Демидов написал, кстати, наверное, отчасти под влиянием Шаламова свою лагерную прозу, очень сильную, из которой самый известный рассказ — «Дубарь». Рассказ, который каким-то — знаете, вот странно про него говорить — он каким-то острием своим, своей сутью Шаламову абсолютно противопоставлен. Про что там история? Там заключенному надо похоронить дубаря, и он не знает, кто умер. А оказывается, что родила зечка, и надо похоронить младенца. Он думает, что младенец уродливый, крошечный, скелетик такой, а ребенок абсолютно здоровый и какой-то удивительно гладкий, масляный, сливочный, пишет он, и удивительно красивый. И когда он его хоронит, то он испытывает чувство благодарности и восхищения, потому что вот человек даже здесь, даже в этом условии, даже вот этот мертвый ребенок напоминает о божественном величии каком-то, как это ни ужасно.

А вот у Шаламова, я думаю, он бы его сожрал. Вот так бы это было. Или что-нибудь еще бы он с ним сделал, но, во всяком случае, он бы не восхищался, он бы не благодарил, он бы только ужасался, потому что для Шаламова все в лагере напоминает об унижении, об отвращении, гибели человека, все распад, все мерзость.

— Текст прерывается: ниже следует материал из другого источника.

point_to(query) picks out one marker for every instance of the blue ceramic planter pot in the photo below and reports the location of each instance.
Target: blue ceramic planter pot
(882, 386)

Там есть замечательный совершенно рассказ — «Артист лопаты», где герой на какую-то секунду поверил, что к нему десятник относится хорошо, выписывает ему деньги, а деньги эти он ему выписывал только для того, чтобы нагло присвоить. Вообще все абсолютно тексты «Колымских рассказов» — это истории о том, как Крист, главный герой такой шаламовский, разочаровывается в новых и новых людях. Интеллигенты оказываются все сплошь и рядом гнилыми, урки все со своей блатной романтикой живут по принципу «умри ты сегодня, а я — завтра». Простой рабочий паренек, которого Крист утешал когда-то в камере тюремной и пытался его ввести как-то в азы тюремного быта, попав на Колыму, Криста именно гнобит с самой большой жестокостью, потому что сущность его рабская, Шарикова. И это жуткие совершенно рассказы о том, как любая надежда на человеческое оборачивается очередным крахом, очередным человеческой полной несостоятельностью. Потому что человек по Шаламову — это такая абсолютно людоедская скотина, на которую наброшен очень тонкий покров человечности, культуры, цивилизации, и все это слетает после месяца голода.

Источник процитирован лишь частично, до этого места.